Postado em 29 de maio de 2021 às 13h50m

  *.- Post.N. -\- 4.042 -.*  

Fachada da Microsoft em Los Angeles. — Foto: REUTERS/Lucy Nicholson
Fachada da Microsoft em Los Angeles. — Foto: REUTERS/Lucy Nicholson

O grupo russo responsável pelo ataque cibernético a milhares de clientes da empresa de tecnologia SolarWinds em 2020 tem novos alvos, segundo a Microsoft.

A ação teria passado a mirar em novas agências governamentais, centros de estudos, consultores e organizações não governamentais.

De acordo com a Microsoft, a nova onda de ataques teve como alvos cerca de 3.000 contas de e-mail de mais de 150 organizações em 24 países.

Ao menos um quarto dessas organizações tem relação com desenvolvimento internacional, trabalho humanitário e de direitos humanos.

Em comunicado publicado na última quinta-feira (27), a Microsoft afirmou ter identificado nesta semana ataques cibernéticos realizados pelo Nobelium, como o grupo russo é conhecido.

Desta vez, a ação se aproveitou de uma invasão à conta de um serviço de e-mail marketing usado pela Agência para o Desenvolvimento Internacional dos Estados Unidos.

A conta reunia e-mails de diversas organizações, que foram usadas pelo Nobelium como alvos de ataques phishing. Este tipo de golpe usa mensagens que parecem autênticas para induzir as vítimas a compartilharem dados sigilosos.

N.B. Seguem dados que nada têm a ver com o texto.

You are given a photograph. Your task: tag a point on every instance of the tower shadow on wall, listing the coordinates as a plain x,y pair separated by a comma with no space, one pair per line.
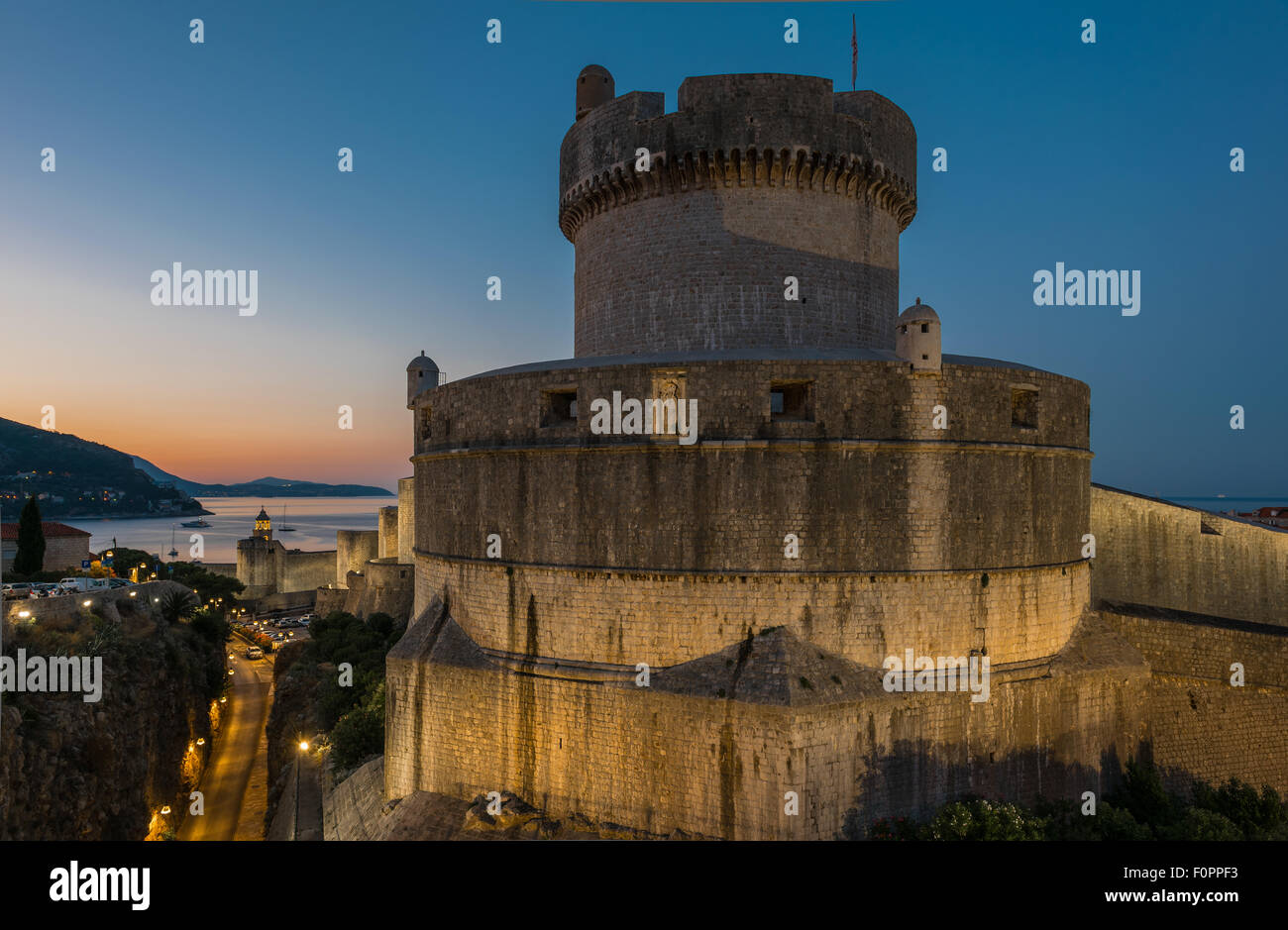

Nos ataques desta semana, o Nobelium enviou e-mails com um link que levava à instalação de um arquivo conhecido como NativeZone. Com ele, os cibercriminosos podem roubar dados e infectar outros dispositivos na rede. 

Esses ataques parecem ser uma continuação de vários esforços do Nobelium para atingir agências governamentais envolvidas na política externa como parte dos esforços de coleta de inteligência, afirmou o vice-presidente da Microsoft, Tom Burt. 
SolarWinds foi vítima do Nobelium

A empresa de tecnologia SolarWinds foi vítima de um ataque parecido do grupo russo, em um caso que veio a público em dezembro de 2020.

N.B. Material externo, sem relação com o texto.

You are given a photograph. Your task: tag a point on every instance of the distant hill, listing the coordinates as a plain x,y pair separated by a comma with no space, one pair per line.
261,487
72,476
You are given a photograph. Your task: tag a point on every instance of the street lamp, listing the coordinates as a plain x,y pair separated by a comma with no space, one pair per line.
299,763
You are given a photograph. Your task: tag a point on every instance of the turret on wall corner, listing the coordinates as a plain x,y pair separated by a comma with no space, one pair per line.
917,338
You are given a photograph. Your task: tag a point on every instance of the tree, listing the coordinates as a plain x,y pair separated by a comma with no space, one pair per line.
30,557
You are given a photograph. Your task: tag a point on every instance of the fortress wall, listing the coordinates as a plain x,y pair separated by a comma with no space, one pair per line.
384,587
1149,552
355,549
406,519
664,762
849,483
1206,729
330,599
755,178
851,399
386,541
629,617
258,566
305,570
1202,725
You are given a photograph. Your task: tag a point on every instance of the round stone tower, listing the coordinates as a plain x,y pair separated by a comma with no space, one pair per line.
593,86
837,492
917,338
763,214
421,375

A SolarWinds revelou que até 18.000 empresas e mais de 100 empresas americanas para as quais prestava serviço foram afetadas pelo ataque.

Na ocasião, uma atualização de seu software da SolarWinds foi adulterada para incluir um programa capaz de acessar sistemas usados por seus clientes.

À época, o governo dos Estados Unidos admitiu que hackers acessaram vários de seus sistemas, mas não citou o software da SolarWinds.

O comunicado da Microsoft sobre a nova onda de ataques surge um mês após os EUA importem sanções e expulsar diplomatas russos do país.

A ação foi tomada em resposta ao suposto envolvimento russo em casos de interferência eleitoral nos EUA e do ataque contra a SolarWinds.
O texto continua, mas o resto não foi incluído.